I went to great pains to keep both concerns synchronized over the months
of developing the application so that I could eventually use / Hyper/J
or the CME to use two concerns to swap at need.
"Synchronized" in this context means that I implemented all methods /
classes in both concerns so that they would be identical in signature.

Upon pulling the classes / methods into my concern model, I came to
realize that the concerns were not identical in their signatures.

The scope of the problem is more general than that, though.
It could arise in product lines just as easily.
A slightly different take on this is the question whether a set of
concerns actually constitute an executable system or whether there still
are methods that require implementation (or a concern with these methods
added to the system).
I, for my part, would want to know in advance of the build / testing
process whether I missed a method that I thought would be provided by
one of the concerns involved.

I see several possible use cases:

a) Check whether two concerns are "declaratively identical". That
requires the signatures of two concerns to be identical (same classes,
same method signatures).
It assumes that the same composition specification would be used to
merge one of these concerns with an identical set of other concerns. The
result would contain the same classes / methods in terms of their
signature.

b) Check whether two sets of concerns are "declaratively identical".
This would be used when you have two different builds of an application
with different concerns or the same methods partitioned into different
concerns and want to know whether both builds would give the same set of
classes and methods upon build.
This assumes that the same composition specification would be used.

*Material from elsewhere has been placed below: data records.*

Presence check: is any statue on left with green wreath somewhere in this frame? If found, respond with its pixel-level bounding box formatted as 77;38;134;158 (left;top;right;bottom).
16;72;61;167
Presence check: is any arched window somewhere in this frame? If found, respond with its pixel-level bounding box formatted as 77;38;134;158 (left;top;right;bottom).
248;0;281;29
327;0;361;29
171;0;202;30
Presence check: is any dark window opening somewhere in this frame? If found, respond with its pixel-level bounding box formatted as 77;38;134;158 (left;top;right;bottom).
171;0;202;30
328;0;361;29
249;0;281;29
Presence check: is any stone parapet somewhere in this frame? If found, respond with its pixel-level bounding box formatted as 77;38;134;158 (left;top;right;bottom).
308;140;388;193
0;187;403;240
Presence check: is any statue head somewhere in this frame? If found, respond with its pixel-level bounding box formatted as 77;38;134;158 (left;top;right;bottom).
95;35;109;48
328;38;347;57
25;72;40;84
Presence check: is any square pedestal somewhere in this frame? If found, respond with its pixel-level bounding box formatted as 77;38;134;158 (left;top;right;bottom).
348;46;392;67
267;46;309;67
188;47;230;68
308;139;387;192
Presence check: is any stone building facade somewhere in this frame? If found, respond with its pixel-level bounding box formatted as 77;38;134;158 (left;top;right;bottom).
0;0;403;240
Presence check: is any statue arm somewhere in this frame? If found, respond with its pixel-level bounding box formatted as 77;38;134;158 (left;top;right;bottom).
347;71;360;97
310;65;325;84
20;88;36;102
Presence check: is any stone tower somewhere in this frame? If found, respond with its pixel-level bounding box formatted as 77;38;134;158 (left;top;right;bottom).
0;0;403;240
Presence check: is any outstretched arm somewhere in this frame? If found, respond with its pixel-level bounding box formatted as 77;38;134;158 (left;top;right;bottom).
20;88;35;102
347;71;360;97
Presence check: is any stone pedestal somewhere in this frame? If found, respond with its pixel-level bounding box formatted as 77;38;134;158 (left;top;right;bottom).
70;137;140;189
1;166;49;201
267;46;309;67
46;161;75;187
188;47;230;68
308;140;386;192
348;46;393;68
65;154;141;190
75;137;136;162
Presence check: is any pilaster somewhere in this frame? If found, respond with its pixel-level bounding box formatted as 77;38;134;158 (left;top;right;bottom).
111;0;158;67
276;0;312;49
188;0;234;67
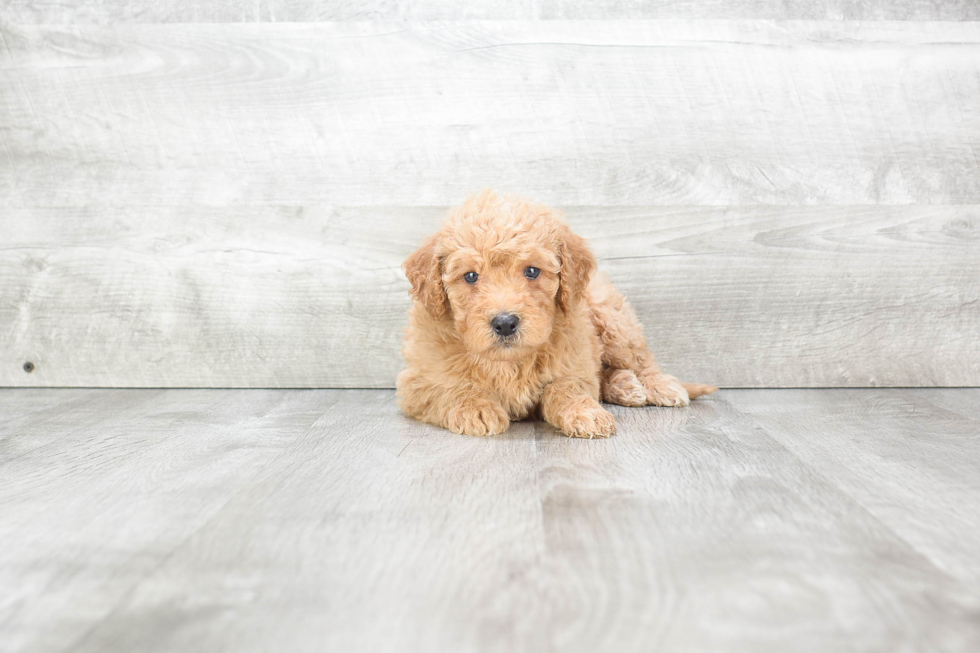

c) Check whether a concern can satisfy the requirements of another
concern (implements all methods required by the other concern). This
assumes that the composition specification is also parsed to identify
all renames / mappings, etc.
I don't know how far through the process of actually merging the two
concerns we would have to go for this.


I hope you have some thoughts on this.


	Juri


-----
Dear Emily: I collected replies to an article I wrote, and now it's time
to summarize. What should I do?
 -- Editor 
Dear Editor: Simply concatenate all the articles together into a big
file and post that. On USENET, this is known as a summary. It lets
people read all the replies without annoying newsreaders getting in the
way. Do the same when summarizing a vote.